The paper formalizes organizational cultural strength as the negative average cross-entropy of members’ mindshare distributions over firm-specific cultural attributes and operationalizes it using topic-modeling of large-scale employee-generated text. This clear, content-agnostic, emic, and scalable metric resolves conceptual ambiguities about strength and enables differentiation between bland (indifferent) and fragmented (conflicted) weak cultures. Empirical results across nearly 95,000 firms show theory-consistent patterns (smaller, older, geographically concentrated firms, and firms with longer tenure exhibit stronger cultures) and reveal exploratory links with role differentiation and gender imbalance. Future research can apply the metric to study specific cultural content (e.g., adaptability), test functional equivalence between culture and structure, assess cultural compatibility in inter-organizational ties, and evaluate cultural resilience under distributed work. Practically, managers can monitor culture strength dynamics under sorting and socialization, evaluate cultural fit, and benchmark competitors, potentially leveraging cultural strength as a strategic resource.

Limitations
  • Representativeness: Glassdoor reviewers are self-selected; while coverage thresholds, prior evidence on reduced polarization, and kurtosis tests mitigate concern, the measure may reflect reviewer subcultures rather than full organizational populations.

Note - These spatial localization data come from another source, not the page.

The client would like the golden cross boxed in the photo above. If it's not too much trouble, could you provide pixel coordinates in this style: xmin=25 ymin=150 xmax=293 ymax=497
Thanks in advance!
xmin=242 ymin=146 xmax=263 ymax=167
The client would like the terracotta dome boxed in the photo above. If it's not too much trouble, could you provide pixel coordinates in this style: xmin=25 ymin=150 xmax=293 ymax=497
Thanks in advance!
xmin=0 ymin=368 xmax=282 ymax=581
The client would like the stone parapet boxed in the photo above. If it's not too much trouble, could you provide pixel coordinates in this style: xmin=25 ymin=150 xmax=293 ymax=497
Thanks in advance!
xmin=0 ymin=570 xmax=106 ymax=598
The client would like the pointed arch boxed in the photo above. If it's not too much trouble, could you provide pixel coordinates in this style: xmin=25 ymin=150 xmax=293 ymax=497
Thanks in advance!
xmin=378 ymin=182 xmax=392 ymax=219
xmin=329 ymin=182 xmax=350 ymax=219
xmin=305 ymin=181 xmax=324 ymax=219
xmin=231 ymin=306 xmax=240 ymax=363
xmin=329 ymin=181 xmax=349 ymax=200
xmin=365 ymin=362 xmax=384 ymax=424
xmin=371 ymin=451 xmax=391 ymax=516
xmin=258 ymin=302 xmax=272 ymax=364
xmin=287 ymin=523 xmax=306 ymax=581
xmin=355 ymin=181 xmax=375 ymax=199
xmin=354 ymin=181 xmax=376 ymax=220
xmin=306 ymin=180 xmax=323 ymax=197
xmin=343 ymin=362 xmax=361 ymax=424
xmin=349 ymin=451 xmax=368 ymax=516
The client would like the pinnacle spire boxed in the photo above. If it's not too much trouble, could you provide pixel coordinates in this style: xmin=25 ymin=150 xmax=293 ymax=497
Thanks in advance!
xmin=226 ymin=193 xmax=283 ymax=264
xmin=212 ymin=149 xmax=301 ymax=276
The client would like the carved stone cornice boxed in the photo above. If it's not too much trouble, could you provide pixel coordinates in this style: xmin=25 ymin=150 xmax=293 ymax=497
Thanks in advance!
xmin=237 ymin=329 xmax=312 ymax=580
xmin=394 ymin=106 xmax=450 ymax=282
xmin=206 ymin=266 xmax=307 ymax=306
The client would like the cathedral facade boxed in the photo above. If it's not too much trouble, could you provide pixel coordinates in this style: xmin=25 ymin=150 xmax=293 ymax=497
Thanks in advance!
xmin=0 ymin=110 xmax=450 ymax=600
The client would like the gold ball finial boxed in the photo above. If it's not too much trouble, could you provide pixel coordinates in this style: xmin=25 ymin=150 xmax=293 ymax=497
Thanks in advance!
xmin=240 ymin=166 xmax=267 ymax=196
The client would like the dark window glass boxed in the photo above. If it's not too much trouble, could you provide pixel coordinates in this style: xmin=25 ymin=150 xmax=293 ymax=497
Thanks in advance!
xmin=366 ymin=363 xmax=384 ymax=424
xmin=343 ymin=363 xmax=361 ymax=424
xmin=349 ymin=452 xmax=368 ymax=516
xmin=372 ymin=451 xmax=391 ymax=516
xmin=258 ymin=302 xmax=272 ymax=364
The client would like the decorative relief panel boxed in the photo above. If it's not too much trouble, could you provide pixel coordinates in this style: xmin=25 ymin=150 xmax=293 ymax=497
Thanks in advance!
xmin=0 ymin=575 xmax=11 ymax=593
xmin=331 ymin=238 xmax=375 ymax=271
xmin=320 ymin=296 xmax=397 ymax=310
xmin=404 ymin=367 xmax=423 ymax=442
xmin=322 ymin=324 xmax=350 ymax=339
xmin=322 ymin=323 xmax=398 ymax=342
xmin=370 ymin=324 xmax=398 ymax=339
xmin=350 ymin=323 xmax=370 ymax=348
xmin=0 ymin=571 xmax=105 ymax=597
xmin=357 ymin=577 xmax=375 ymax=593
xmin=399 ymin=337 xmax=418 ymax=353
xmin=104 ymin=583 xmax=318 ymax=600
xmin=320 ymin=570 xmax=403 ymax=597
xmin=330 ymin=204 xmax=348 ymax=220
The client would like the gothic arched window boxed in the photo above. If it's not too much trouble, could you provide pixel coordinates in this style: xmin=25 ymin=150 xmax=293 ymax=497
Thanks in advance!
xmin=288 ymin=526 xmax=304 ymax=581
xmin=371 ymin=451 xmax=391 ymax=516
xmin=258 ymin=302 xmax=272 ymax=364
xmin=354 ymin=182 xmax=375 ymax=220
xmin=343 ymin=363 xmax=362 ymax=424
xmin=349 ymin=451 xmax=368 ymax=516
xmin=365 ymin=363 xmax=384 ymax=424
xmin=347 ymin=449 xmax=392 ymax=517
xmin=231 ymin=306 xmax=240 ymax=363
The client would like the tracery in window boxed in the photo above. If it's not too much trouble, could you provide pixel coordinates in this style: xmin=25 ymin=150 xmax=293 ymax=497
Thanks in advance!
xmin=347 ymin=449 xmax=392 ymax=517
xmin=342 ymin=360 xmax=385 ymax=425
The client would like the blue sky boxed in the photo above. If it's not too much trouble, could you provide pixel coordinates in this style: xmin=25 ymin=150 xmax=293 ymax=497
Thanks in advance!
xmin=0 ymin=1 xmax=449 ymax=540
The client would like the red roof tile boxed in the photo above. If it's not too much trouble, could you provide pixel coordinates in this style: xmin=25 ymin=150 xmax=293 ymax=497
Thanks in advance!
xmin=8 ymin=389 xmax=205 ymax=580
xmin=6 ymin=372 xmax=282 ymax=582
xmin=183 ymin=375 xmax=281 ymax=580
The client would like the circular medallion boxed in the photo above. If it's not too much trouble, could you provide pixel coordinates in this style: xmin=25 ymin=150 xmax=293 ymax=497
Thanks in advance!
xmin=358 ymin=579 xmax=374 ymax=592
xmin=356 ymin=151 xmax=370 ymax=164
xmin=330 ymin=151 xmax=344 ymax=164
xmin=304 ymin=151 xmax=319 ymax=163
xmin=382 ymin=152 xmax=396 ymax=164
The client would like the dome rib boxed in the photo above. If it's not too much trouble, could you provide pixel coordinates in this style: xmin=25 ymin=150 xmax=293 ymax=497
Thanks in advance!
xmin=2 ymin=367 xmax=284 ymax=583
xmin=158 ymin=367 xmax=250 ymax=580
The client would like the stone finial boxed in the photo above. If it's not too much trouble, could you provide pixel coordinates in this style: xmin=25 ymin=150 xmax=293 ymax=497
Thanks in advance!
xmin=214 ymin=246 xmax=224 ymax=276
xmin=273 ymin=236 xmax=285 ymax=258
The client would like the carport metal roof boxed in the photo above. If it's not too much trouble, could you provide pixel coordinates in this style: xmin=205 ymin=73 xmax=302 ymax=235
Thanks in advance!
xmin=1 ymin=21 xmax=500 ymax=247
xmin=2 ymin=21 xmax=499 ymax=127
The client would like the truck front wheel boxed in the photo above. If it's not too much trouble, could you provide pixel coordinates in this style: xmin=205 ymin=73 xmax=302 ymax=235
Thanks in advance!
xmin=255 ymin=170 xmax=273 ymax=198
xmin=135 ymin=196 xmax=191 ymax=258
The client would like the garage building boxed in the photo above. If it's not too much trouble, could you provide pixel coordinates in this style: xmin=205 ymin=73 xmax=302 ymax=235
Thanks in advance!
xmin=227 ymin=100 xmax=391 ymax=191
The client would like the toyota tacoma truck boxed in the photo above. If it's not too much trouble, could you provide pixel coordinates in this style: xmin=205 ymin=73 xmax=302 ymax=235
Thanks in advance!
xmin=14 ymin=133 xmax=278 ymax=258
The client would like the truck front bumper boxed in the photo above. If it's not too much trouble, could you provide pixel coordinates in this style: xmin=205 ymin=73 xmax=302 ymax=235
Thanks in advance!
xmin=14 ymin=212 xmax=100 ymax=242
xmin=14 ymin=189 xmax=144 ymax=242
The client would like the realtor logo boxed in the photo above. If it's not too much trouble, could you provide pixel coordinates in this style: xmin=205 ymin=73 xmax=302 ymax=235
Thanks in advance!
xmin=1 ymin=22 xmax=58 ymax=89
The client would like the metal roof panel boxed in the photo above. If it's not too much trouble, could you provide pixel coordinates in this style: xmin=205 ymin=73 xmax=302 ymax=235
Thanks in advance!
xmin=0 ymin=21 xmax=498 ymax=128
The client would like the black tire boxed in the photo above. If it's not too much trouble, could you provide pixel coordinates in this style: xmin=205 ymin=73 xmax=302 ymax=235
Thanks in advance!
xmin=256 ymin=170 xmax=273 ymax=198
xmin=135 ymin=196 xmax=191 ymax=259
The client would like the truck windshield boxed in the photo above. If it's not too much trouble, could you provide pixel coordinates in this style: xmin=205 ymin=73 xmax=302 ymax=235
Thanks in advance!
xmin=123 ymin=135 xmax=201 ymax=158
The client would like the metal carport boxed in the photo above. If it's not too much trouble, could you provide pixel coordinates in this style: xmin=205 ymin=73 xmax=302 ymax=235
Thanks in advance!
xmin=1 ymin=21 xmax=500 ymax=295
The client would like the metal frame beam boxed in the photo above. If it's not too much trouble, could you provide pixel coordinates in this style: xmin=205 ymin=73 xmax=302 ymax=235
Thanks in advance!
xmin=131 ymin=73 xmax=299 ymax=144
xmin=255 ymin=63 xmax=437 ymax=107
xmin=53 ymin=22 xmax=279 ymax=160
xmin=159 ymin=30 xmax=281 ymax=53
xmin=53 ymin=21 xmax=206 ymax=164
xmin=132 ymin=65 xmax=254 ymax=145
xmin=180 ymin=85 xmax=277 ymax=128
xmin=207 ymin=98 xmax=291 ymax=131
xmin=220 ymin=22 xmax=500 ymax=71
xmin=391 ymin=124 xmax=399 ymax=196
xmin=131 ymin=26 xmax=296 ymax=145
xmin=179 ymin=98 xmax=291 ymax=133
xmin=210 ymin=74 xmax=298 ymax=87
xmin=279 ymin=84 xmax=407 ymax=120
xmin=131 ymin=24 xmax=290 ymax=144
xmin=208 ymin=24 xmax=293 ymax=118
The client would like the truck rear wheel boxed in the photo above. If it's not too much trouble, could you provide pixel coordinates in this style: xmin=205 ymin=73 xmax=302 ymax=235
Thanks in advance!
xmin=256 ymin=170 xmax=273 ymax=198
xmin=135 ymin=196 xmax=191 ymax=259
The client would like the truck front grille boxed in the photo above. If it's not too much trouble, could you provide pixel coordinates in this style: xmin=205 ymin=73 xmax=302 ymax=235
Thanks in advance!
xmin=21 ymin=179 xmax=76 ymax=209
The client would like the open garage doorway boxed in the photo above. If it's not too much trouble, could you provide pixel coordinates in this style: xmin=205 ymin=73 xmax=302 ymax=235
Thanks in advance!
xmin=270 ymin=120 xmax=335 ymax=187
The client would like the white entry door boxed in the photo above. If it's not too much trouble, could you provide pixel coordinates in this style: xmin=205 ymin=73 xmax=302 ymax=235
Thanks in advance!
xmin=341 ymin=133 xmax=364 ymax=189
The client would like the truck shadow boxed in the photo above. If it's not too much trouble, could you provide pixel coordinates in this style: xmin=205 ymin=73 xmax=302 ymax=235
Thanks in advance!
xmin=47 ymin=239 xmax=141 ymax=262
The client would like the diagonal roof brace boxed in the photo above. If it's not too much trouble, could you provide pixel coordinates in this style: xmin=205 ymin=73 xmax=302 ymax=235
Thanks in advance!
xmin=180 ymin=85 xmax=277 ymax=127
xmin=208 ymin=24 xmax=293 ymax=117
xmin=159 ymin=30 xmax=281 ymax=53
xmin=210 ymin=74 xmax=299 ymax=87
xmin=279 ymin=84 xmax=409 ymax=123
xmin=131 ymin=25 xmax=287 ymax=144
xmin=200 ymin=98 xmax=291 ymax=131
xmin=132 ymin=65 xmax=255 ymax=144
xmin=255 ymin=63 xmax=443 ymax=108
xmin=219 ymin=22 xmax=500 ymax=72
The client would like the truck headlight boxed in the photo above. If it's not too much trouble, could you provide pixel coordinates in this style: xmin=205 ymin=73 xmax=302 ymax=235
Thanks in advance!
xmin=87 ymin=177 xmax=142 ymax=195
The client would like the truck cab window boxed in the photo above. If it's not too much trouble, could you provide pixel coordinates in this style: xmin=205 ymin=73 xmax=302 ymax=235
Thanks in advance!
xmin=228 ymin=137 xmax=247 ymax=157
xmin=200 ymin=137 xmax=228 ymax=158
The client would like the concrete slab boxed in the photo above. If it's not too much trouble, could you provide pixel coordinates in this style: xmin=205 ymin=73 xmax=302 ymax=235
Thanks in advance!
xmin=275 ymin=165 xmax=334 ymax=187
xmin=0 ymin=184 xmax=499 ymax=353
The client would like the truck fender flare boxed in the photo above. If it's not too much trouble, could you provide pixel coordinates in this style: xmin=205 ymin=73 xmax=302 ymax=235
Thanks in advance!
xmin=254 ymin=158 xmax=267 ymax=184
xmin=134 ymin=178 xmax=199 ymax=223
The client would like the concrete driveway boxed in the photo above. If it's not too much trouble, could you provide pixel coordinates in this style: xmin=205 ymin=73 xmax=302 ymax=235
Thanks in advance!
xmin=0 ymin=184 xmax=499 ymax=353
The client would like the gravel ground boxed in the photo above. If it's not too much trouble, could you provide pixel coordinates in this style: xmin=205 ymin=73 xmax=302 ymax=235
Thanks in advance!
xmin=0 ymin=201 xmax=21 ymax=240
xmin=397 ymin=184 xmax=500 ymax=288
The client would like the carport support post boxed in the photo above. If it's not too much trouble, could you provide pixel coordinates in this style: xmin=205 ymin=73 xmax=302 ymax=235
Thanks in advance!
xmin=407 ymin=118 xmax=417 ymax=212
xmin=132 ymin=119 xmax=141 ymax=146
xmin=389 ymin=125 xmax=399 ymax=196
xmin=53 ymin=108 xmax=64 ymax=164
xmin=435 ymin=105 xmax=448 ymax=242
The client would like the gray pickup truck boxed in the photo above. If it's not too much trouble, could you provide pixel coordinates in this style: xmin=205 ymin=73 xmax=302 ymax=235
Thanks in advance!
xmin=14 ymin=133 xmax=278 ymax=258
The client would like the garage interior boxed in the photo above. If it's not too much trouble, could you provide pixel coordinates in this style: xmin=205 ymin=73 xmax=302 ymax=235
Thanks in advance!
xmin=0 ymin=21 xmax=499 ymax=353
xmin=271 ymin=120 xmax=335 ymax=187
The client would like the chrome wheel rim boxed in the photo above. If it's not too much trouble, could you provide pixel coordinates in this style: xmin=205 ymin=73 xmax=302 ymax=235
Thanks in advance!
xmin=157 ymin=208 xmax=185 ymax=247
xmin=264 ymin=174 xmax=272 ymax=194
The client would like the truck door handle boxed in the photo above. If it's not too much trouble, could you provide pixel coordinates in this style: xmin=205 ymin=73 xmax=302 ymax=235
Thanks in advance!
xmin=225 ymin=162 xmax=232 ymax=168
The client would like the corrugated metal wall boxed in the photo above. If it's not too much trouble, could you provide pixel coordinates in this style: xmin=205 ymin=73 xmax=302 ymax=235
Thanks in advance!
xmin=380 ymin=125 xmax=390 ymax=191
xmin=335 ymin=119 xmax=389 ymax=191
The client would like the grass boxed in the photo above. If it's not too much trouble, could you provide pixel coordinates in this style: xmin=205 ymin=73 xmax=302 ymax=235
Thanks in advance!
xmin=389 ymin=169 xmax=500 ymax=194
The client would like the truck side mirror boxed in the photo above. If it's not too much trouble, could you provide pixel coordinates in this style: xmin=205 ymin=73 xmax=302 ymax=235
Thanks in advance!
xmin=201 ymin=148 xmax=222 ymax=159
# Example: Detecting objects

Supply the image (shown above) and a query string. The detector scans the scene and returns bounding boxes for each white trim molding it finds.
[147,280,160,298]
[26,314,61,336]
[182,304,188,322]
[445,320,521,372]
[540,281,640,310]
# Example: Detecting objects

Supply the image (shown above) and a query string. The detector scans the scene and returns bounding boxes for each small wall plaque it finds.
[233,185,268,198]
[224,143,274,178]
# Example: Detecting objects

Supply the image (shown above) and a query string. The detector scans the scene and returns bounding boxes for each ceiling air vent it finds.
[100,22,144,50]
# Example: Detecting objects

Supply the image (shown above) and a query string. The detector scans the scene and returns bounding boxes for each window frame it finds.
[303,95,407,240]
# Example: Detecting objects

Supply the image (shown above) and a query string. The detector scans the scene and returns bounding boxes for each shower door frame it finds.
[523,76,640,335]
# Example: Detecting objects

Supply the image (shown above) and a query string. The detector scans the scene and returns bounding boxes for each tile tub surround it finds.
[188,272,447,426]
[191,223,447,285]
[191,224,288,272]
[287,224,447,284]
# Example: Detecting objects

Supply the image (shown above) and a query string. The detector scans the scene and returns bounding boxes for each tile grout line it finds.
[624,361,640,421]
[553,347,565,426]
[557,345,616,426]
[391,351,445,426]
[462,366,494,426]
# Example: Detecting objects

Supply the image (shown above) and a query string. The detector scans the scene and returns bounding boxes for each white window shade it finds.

  • Measurement choices: Using “pros” emphasizes existing attributes; “cons” captures desired absences and is more heterogeneous. Results differ somewhat across these views.
  • Lack of external criterion: No publicly available gold standard to triangulate cultural strength; validation is indirect via theory-consistent associations.
  • Model specification and data constraints: Multivariate models require extensive controls and fixed effects, reducing sample size substantially (~75% drop from bivariate set), which may influence estimates; correlational design precludes causal inference.
  • Emic topic estimation: Running firm-specific LDA avoids etic bias but may introduce variability across firms in topic spaces; coherence-based K selection mitigates but does not eliminate this concern.